What an hilarious way to waste time! When does the Angel's on the head of a pin thing begin? I wish you guys could see how silly you look
 

exchemist

Veteran Member
Theism is a belief in the existance

What an hilarious way to waste time! When does the Angel's on the head of a pin thing begin? I wish you guys could see how silly you look
At least I don't wear a stupid Casey Jones hat, though. :p
 
If I walk up to someone in the street and ask them, and they reply, "I don't know", or "I haven't really thought about it much", or "Sometimes I think there may be a God and and at other times I think there probably isn't ", what category are they in, according to you?

They are in the category of people that I will show this table to while saying "SEE! you're an agnostic atheist!!!"

Gnostic_Agnostic_Atheist.png


but, actually I think...

No, no, no, no! OMG! I've showed you The Table and you still won't accept it.

I don't actually agree with it though because...

FFS! It's a table. that's on the internet. Someone made it. How can you NOT agree with it? Atheism LITERALLY MEANS without theism.

Well, actually it also literally means...

NOOOOOOOOOOOOOOO! Why won't you listen to me you anti-science apologist for Jesus! As an atheist I get to decide what atheism is and you are an atheist. In your face god boy!
 

SalixIncendium

अहं ब्रह्मास्मि
Staff member
Premium Member
For @TagliatelliMonster, @Mestemia, @9-10ths_Penguin, et al who agree with the statement in the OP and hold a hard line that one is either a theist or an atheist.

What would you consider one that does not believe in a god in the traditional sense of deity, but recognizes Nirguna Brahman as the Absolute...the highest principle which has no form or qualities commonly related to a god or gods? No creating. No intervening. Just [a state of] being.

Such a concept requires as much belief or faith for some as one's visage in a mirror.

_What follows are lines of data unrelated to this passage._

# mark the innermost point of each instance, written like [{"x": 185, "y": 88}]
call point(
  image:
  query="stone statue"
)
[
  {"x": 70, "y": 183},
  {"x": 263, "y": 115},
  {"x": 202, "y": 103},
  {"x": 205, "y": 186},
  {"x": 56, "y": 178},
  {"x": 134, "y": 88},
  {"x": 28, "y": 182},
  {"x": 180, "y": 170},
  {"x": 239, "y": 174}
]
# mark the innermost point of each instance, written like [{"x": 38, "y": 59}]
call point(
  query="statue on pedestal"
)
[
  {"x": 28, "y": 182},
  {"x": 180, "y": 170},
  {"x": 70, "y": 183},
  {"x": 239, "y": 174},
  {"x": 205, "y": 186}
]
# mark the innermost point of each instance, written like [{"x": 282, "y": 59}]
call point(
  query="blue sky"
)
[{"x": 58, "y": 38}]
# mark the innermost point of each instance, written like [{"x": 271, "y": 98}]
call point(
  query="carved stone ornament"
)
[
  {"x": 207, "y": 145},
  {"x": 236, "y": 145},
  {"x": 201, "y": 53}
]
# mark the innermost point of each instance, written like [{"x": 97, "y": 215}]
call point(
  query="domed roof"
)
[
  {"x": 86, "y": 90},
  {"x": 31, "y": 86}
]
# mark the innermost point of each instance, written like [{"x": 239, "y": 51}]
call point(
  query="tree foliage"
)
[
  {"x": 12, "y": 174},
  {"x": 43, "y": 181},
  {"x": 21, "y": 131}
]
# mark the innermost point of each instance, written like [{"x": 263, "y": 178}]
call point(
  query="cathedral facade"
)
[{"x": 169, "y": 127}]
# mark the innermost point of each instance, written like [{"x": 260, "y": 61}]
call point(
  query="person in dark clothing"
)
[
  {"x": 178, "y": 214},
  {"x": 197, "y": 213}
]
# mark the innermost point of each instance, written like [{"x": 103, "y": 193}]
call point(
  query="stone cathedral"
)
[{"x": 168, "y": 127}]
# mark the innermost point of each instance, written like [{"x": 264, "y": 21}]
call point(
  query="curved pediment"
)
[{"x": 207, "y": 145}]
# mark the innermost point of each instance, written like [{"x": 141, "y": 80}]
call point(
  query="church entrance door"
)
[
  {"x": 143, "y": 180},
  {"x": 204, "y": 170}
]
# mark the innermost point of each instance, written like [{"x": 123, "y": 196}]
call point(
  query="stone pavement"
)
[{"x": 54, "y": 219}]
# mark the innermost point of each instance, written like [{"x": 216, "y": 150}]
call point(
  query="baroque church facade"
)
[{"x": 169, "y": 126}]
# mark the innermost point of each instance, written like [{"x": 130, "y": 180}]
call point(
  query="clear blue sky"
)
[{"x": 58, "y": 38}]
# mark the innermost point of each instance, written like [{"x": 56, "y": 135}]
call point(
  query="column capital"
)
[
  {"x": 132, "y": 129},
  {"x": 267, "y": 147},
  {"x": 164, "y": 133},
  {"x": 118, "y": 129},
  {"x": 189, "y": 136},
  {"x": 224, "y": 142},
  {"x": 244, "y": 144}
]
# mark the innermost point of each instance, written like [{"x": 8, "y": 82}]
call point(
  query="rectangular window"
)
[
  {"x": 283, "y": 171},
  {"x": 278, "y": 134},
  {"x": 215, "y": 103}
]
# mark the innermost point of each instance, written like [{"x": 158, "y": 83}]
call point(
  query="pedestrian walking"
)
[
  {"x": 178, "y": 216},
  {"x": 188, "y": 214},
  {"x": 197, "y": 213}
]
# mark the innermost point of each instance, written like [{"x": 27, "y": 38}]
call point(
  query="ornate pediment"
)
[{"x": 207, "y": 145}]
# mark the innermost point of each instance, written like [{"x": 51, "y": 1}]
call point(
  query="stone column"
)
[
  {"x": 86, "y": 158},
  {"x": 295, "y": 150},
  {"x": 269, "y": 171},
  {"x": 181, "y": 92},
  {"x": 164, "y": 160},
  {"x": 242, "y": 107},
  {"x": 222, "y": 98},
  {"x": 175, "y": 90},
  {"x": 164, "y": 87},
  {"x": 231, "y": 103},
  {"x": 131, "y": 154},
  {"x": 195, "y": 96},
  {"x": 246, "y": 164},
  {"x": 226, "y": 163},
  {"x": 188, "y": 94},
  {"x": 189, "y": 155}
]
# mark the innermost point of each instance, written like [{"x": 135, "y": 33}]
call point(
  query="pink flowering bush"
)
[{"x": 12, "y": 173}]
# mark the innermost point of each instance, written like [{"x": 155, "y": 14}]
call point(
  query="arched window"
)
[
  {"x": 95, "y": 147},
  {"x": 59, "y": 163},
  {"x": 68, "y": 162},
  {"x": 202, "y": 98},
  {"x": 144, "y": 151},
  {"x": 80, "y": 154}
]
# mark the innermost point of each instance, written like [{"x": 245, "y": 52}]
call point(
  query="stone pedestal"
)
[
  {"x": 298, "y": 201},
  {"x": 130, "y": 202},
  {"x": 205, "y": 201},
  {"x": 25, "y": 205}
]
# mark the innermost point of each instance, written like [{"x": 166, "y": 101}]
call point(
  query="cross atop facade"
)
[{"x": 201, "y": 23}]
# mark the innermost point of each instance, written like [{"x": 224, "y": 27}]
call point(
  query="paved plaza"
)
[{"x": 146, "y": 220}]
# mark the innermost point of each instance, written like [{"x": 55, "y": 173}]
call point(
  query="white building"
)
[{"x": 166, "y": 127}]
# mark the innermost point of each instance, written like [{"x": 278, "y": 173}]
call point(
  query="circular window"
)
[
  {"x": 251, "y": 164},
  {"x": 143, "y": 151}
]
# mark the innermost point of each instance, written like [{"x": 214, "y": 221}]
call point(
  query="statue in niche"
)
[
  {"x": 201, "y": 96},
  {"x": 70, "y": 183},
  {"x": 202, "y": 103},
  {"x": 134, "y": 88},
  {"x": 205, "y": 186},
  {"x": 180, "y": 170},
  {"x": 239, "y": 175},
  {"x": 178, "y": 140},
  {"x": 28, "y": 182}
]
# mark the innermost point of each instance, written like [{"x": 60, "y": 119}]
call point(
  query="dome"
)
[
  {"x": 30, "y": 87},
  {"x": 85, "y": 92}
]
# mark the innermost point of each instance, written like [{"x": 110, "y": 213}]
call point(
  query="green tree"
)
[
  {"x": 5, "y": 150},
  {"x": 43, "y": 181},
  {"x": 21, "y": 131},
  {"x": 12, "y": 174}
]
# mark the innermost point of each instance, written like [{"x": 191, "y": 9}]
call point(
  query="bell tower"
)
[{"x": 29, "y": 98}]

Which box would you pack such a person in? Atheism or theism?
 

Heyo

Veteran Member
Theism is a belief in the existance
That is not a statement, it isn't even a complete English sentence.
What an hilarious way to waste time! When does the Angel's on the head of a pin thing begin? I wish you guys could see how silly you look
I'm trying to teach a bit of basic logic. I know it looks silly to some - but only so long as they don't need it.
 

osgart

Nothing my eye, Something for sure
God can be a cumbersome concept, or it can be an uplifting creative thought experiment. So I can get valuable input from sincere theists, or sincere atheists. I am atheist, but I can see God as like an uplifting motivation, or a dreadful mechanism for hate, or control. I would like to believe in God if God was really someone beyond wonderful. I don't think atheism is anti-theism. The only middle ground to me is agnosticism with openness to the possibility that God exists. I used to be that. Even now I see a value to some religious perspectives, or how some people's faiths reflect something positive.
 

Ayjaydee

Active Member
That is not a statement, it isn't even a complete English sentence.

I'm trying to teach a bit of basic logic. I know it looks silly to some - but only so long as they don't need it.
Subject, verb, object. Shame
 

9-10ths_Penguin

1/10 Subway Stalinist
Premium Member
We are talking sets here. We have the set of "believers in god" (X) which contains the sets of "believers in a personal god" (theists) and the set "believers in a non-personal god" (deists).
Deism isn't "belief in a non-personal god." Deism is belief in a non-interventionist, monotheistic creator-god. Plenty of non-personal gods would fall outside deism, and deists can - but don't necessarily have to - believe in a personal god.

In your definition you have to swap "X" and "theist" as you think "theist" to be the umbrella term.
I didn't "swap" anything. Theism is the term for belief in gods in general.

Either way we need a name for "X".
No, we don't. Not every category has its own name. I'd say that desim isn't significant enough - in terms of its numbers of adherents or impact on the world - that we've ever needed a specific term that means "all the people who believe in one or more gods but aren't deists."